The F.s. family: F. silvestris, or European Wildcat (Left top); F.s. bieti, or Chinese Mountain Cat (Left bottom); F. s. lybica, or African Wildcat (Middle); F.s. cafra, or Southern African Wildcat (Right top), and F.s. ornata, or Asiatic Wildcat (Right bottom). /Nature Photo
The ancestor, F. s. lybica, is one of five wildcat sub-species still found in nature today. It lives in North Africa and around the Arabian Peninsula.
Over millennia, domesticated cats interbred with other wildcat sub-species – including European – that they encountered on their global conquest.
As a result, many European wildcats also have a bit of domestic cat, with lybica origins, in their genome today.
The study revealed that unlike for dogs or horses, humans did not breed cats for their looks – at least for the first few thousand years.
Even to this day, domestic cats closely resemble their wild cousins in terms of body build, function and behavior.

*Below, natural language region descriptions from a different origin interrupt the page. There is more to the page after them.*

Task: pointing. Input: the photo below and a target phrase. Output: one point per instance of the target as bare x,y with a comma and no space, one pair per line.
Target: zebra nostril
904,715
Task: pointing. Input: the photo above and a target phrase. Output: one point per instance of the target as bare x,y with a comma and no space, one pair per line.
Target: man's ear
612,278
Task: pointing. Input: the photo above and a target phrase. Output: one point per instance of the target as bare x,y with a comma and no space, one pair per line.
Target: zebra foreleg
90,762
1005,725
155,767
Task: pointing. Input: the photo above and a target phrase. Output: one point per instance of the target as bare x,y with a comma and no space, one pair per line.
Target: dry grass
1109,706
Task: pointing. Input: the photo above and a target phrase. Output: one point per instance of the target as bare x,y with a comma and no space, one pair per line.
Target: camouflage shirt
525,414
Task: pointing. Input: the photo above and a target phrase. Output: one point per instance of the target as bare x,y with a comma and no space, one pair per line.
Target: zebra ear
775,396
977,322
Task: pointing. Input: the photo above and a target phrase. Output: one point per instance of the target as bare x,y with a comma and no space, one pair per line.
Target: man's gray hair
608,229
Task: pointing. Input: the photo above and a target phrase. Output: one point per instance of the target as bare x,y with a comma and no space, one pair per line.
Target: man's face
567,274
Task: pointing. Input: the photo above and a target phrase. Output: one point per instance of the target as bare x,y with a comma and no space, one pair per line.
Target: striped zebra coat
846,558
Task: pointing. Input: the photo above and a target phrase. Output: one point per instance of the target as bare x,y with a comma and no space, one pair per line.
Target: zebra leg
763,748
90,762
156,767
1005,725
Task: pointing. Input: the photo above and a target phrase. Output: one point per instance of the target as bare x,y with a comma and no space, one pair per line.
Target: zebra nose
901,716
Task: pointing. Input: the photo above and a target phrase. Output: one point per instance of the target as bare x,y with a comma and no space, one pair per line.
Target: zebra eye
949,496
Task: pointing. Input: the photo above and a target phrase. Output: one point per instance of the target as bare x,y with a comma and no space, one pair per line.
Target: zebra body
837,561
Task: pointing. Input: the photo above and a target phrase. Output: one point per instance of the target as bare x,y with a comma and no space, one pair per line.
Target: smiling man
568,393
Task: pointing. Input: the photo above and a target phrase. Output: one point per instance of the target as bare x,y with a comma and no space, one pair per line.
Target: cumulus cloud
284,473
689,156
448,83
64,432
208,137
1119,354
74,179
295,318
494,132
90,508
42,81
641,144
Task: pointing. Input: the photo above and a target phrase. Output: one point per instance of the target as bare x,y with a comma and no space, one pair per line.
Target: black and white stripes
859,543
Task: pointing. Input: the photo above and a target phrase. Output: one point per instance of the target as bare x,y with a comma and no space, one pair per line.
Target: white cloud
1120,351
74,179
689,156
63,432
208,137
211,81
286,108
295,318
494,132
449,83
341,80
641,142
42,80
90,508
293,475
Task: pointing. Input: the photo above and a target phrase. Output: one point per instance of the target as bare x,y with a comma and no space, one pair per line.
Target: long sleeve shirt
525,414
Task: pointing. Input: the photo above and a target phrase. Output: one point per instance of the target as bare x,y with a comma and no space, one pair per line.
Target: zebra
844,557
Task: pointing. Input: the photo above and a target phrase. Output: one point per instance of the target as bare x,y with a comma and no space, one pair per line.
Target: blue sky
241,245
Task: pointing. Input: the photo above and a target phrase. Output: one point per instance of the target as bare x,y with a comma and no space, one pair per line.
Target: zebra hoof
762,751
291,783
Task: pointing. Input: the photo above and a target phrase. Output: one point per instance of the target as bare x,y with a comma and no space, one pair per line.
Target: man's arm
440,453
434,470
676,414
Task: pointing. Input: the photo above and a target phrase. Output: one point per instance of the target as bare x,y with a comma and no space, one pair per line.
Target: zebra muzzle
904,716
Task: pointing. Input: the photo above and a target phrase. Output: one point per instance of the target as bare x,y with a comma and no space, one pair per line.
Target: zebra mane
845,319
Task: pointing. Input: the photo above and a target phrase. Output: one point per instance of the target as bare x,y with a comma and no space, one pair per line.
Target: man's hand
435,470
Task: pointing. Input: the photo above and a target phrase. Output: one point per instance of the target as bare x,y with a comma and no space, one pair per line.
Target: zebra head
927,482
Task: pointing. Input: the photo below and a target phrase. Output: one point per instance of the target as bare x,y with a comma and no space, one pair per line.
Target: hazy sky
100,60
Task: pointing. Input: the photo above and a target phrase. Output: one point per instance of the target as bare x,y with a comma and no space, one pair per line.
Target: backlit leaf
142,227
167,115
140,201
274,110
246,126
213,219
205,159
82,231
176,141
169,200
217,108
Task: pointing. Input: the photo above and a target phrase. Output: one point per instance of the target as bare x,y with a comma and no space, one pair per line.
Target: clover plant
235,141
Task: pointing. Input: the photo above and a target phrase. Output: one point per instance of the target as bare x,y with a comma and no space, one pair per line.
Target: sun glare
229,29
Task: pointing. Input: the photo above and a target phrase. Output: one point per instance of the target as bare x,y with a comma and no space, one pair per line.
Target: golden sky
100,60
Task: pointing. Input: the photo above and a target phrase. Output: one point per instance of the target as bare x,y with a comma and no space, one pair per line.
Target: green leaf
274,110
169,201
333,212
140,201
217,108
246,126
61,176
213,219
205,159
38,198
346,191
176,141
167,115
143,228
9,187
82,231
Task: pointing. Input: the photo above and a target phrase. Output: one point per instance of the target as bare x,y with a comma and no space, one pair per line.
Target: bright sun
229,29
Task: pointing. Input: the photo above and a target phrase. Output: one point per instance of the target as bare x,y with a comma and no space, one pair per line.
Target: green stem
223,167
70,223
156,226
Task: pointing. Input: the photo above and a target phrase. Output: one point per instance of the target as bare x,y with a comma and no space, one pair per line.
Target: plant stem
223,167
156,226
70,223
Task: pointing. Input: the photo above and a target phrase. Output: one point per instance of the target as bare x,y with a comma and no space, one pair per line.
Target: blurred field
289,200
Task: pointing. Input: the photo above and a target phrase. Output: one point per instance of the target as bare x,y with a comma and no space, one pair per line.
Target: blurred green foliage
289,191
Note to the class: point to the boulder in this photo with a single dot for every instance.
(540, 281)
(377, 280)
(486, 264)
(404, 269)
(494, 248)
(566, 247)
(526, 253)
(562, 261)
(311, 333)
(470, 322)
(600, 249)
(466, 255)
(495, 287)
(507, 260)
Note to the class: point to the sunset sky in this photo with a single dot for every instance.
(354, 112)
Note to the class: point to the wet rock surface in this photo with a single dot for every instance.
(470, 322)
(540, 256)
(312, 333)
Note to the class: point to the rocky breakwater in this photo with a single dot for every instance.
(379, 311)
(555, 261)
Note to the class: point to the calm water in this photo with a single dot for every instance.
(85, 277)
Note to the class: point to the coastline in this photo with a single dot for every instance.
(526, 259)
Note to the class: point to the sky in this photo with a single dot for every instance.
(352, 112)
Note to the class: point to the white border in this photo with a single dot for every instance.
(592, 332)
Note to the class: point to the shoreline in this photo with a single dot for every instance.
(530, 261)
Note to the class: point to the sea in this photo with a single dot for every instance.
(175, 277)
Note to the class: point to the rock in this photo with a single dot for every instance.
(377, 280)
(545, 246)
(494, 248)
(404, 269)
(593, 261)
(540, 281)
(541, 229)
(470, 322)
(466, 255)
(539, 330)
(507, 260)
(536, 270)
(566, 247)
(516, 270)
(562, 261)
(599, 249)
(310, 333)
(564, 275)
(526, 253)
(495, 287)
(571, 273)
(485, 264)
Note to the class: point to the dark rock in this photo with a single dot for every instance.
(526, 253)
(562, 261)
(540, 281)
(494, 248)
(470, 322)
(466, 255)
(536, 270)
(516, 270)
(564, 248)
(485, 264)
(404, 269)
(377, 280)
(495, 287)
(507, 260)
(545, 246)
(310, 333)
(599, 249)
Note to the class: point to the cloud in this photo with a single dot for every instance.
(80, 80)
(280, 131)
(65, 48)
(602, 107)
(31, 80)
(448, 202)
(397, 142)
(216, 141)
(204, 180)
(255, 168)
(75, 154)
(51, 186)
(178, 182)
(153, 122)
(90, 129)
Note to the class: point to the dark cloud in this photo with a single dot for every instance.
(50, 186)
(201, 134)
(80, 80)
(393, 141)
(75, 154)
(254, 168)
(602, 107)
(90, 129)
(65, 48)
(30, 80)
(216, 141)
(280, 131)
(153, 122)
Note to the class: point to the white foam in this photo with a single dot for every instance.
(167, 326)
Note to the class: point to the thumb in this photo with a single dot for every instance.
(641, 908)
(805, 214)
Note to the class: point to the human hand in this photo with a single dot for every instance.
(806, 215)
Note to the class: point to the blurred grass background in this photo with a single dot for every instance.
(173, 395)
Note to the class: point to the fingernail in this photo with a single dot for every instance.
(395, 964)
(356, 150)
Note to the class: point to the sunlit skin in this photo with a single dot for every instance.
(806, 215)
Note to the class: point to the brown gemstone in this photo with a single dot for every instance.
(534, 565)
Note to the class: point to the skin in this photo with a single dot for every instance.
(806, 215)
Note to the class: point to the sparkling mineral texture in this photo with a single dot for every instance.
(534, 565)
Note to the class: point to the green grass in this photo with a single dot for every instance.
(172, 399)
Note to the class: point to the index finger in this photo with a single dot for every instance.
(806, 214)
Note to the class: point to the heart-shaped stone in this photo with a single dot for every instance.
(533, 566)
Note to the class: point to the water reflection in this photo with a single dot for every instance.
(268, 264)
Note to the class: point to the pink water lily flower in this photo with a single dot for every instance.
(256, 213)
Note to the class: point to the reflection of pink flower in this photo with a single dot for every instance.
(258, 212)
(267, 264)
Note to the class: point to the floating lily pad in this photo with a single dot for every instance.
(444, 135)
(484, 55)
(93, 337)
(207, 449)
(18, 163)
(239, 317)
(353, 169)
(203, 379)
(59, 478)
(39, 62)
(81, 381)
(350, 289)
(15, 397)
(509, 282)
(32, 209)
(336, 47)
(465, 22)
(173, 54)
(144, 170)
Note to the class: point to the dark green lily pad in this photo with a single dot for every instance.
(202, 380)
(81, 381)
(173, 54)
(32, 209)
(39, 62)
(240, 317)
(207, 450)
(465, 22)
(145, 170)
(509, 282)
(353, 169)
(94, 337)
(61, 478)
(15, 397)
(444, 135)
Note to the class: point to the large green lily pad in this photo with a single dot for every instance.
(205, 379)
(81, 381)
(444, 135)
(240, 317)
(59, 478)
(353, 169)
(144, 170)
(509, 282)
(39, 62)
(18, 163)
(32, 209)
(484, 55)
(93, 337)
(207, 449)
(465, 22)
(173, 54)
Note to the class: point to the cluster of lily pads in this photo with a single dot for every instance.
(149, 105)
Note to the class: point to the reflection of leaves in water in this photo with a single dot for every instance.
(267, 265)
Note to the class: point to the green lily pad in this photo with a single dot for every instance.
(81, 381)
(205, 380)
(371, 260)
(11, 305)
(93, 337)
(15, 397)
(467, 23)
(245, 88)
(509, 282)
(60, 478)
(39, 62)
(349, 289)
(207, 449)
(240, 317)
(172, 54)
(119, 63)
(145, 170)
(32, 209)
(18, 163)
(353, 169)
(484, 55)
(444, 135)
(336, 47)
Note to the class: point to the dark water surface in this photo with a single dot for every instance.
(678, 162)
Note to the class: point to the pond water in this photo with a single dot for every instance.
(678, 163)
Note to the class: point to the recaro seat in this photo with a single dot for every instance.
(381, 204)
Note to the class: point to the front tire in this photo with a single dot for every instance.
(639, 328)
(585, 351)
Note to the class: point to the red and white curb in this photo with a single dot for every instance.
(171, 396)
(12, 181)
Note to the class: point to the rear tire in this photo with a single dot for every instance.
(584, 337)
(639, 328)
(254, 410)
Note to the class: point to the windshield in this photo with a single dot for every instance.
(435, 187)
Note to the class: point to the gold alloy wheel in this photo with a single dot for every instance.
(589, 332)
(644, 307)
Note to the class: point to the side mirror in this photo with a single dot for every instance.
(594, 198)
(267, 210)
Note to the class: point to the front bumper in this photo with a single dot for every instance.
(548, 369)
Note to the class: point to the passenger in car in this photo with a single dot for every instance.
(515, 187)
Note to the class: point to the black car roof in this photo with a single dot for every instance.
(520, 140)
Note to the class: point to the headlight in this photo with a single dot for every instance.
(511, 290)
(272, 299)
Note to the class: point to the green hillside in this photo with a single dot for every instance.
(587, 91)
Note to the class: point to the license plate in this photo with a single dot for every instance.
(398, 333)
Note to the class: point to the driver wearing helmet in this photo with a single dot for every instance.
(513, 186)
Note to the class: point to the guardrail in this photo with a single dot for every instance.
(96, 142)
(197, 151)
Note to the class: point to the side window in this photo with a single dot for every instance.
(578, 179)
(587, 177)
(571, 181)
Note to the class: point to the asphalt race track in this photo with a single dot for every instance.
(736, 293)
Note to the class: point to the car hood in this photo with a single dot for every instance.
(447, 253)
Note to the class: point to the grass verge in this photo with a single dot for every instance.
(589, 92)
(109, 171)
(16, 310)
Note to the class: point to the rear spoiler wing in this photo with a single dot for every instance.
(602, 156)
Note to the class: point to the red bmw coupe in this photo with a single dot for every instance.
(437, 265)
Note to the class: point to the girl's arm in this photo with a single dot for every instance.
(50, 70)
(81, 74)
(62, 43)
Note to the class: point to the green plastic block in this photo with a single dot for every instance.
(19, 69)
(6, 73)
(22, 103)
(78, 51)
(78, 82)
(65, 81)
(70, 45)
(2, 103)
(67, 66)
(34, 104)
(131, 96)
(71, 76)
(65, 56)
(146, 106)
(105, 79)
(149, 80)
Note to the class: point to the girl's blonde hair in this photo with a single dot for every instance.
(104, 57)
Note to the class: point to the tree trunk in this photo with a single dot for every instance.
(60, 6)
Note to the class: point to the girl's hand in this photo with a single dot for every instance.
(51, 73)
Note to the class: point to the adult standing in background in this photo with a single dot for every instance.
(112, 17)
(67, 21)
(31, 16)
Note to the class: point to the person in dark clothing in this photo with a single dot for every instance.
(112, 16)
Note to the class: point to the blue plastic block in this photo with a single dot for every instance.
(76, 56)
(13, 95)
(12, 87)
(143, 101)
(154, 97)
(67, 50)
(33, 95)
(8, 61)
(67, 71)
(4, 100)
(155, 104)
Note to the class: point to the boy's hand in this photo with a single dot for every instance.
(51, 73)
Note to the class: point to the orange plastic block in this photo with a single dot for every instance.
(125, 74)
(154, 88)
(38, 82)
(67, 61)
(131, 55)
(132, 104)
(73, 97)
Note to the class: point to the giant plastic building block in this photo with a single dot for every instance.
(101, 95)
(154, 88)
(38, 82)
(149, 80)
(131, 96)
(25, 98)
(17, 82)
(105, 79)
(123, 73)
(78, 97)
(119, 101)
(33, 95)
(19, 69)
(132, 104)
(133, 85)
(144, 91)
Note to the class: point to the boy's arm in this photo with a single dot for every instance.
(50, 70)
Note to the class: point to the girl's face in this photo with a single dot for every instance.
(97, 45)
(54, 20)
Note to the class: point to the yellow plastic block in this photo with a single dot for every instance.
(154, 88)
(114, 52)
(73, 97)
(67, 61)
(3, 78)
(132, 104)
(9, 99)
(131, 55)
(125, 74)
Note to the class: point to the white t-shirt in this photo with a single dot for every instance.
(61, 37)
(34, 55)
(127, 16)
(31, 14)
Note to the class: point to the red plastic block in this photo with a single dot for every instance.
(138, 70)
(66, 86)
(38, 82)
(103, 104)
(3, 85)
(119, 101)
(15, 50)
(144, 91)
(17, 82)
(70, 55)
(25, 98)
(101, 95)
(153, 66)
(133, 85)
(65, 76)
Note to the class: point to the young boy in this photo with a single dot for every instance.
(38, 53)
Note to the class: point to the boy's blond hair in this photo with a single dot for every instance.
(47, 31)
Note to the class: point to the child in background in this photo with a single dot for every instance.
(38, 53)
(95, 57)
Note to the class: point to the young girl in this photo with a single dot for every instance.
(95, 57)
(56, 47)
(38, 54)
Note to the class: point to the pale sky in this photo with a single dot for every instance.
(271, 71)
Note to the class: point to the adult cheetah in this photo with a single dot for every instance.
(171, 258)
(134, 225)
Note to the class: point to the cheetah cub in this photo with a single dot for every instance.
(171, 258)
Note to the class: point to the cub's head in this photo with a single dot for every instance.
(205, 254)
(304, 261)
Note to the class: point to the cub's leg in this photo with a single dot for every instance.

Felis silvestris lybica /VCG Photo
Dogs, by comparison, range in breed from a Rottweiler to a Chihuahua – neither of which reminds one of their wolf forefathers.
When it started, selective breeding targeted mainly the cat's coat. The first time that a tabby coloring enters the gene record is during the Middle Ages, between the years 500 and 1300, the researchers found.
The spotted or blotched tabby pattern common in house cats today, does not exist in wildcats, which are all striped.
"Only recently, during the 19th century, there were breeding programs to obtain 'fancy breeds'," said Geigl, adding even these are "not very different from the wildcat."